First we can work out what *a* is given the waist measurement:

*2 * PI * a = 76.2*

*a = 12.13 cm*

**Factory A**

*Fabric used = large quarter circle area – small quarter circle area*

*Fabric used = 0.25 * PI * R^2 – 0.25 * PI * r^2*

*Fabric used = 0.25 * PI * (a + b)^2 – 0.25 * PI * a^2*

*Fabric used = 0.25 * PI * (12.13 + 50)^2 – 0.25 * PI * 12.13^2*

*Fabric used = 2916 cm^2*

**Factory B**

*Fabric used = size of smallest rectangle containing the pattern*

*Fabric used = (a + b) * (a + b)*

*Fabric used = (12.13 + 50) * (12.13 + 50)*

*Fabric used = 3860 cm^2*

Now calculate how much cheaper Factory B has to be:

*Required price ratio = Factory A area / Factory B area*

*Required price ratio = 2916 / 3860*

*Required price ratio = 0.7554*

To be competitive, Factory B will need to charge no more than 75.54% of the rate per fabric used that Factory A charges.

## Real Life Example – Complex Fabric Patterns

Real life fabric patterns can be very complex.
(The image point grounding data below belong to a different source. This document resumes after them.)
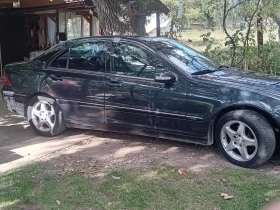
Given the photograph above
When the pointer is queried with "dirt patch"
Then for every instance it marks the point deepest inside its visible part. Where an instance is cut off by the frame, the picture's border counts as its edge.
(110, 151)
(107, 151)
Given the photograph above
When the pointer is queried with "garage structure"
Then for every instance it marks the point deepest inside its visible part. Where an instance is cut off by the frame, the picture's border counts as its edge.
(28, 27)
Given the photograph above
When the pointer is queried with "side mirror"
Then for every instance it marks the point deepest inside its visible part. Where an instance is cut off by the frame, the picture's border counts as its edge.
(165, 78)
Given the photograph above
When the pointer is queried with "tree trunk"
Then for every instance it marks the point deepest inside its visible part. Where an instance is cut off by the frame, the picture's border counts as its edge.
(278, 23)
(116, 17)
(209, 22)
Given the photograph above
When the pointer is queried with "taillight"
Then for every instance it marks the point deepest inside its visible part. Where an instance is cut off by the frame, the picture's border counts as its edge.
(6, 80)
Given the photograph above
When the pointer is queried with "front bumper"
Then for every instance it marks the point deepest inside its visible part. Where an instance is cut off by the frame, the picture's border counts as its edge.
(11, 102)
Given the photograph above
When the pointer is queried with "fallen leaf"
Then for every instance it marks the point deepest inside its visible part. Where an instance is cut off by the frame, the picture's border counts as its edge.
(116, 178)
(226, 196)
(183, 171)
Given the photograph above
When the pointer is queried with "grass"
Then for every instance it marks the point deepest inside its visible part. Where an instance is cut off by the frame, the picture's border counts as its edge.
(194, 40)
(160, 188)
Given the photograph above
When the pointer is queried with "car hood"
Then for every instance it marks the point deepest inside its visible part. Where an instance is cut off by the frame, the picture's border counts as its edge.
(245, 78)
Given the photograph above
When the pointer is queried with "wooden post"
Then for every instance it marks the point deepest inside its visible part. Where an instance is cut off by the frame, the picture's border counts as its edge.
(158, 23)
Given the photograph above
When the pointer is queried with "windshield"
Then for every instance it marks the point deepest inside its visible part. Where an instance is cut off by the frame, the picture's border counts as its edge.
(184, 57)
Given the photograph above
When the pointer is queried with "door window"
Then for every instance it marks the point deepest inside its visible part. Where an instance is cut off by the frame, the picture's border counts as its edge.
(89, 56)
(130, 60)
(86, 56)
(61, 61)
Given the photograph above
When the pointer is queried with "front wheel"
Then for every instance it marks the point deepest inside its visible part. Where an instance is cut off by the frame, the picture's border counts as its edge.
(245, 138)
(45, 117)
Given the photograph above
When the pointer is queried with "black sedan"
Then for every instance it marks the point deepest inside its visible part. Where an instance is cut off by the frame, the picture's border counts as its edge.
(148, 86)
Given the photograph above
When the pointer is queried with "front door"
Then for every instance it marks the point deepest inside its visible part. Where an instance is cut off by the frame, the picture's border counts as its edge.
(135, 101)
(77, 79)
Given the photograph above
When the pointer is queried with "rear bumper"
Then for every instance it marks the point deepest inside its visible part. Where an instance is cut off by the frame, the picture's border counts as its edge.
(12, 103)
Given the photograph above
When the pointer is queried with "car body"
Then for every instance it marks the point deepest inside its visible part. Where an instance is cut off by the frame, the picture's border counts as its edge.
(139, 85)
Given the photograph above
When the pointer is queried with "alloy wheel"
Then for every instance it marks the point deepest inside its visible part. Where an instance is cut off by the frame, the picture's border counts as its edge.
(43, 116)
(239, 141)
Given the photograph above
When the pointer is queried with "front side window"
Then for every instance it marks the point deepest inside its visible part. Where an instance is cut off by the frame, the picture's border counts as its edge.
(185, 58)
(130, 60)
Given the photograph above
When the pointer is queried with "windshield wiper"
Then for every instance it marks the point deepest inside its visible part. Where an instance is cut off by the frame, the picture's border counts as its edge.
(207, 71)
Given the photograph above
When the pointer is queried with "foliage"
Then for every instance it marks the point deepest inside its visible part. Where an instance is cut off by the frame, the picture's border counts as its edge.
(122, 16)
(240, 48)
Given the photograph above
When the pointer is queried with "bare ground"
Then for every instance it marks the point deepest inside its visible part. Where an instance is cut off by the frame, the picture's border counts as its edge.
(104, 152)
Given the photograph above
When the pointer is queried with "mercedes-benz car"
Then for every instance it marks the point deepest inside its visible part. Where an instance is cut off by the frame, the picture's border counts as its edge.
(148, 86)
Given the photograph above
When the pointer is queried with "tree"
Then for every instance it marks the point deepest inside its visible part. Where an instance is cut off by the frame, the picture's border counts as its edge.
(272, 10)
(122, 16)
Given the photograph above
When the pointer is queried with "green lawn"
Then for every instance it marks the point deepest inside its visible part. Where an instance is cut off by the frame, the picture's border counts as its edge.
(194, 40)
(35, 187)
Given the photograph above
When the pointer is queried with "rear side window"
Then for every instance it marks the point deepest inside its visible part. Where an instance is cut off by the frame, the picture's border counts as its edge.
(61, 61)
(86, 56)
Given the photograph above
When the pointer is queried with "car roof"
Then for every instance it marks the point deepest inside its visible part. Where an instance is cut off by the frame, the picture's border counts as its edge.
(132, 38)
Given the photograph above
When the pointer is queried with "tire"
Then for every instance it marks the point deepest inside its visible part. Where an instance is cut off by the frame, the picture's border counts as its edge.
(48, 122)
(244, 130)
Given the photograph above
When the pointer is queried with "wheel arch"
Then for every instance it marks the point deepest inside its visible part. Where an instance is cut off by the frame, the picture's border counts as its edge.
(272, 121)
(31, 96)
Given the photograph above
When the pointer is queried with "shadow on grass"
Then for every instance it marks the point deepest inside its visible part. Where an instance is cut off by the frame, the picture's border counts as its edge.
(154, 188)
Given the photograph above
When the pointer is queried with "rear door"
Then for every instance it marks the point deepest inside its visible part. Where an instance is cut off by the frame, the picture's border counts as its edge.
(135, 101)
(77, 79)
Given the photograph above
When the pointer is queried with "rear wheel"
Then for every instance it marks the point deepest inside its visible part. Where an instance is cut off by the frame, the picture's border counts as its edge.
(45, 117)
(245, 138)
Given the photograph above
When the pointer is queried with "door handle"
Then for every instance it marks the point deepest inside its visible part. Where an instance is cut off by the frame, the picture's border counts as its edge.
(113, 83)
(56, 77)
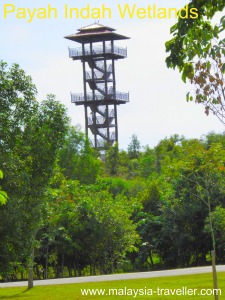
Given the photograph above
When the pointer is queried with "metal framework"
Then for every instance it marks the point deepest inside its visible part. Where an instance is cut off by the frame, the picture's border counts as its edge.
(100, 97)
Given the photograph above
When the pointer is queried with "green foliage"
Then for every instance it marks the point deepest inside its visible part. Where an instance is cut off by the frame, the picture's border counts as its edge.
(3, 195)
(197, 50)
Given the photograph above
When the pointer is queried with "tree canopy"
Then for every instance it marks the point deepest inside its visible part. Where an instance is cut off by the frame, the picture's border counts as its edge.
(197, 50)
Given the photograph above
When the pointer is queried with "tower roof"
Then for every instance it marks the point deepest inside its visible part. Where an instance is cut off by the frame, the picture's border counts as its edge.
(95, 32)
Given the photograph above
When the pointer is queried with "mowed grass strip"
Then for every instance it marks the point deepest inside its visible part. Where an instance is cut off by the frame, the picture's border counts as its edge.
(143, 286)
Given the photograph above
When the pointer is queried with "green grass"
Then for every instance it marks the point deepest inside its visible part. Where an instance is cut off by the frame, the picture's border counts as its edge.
(73, 291)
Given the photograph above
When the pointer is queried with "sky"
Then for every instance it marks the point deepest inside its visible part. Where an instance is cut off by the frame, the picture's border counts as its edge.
(157, 107)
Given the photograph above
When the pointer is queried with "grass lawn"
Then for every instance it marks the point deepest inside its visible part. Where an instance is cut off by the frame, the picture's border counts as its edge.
(147, 288)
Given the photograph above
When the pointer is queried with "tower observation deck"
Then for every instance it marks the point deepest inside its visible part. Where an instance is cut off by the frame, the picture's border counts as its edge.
(100, 97)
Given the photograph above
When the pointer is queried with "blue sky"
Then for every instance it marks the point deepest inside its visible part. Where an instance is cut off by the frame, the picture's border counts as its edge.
(157, 107)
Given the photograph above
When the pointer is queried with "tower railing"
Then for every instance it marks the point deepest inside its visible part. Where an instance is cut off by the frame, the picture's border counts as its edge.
(79, 97)
(77, 52)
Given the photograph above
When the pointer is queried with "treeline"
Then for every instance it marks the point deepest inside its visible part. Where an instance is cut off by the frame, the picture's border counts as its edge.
(70, 213)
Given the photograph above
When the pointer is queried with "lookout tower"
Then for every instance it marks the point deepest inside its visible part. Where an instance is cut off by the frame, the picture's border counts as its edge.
(100, 98)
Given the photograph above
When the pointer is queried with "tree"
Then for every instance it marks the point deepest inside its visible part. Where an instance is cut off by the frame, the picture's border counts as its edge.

Optimizing the production process can involve working out the best way to arrange various parts of the design so that there is minimal wasted fabric – a problem that is sometimes quite complex to solve.

Other considerations are the order in which complex, multi-piece fashion items are made, especially given the rise in automated, robotic production systems that do much of the work a human used to.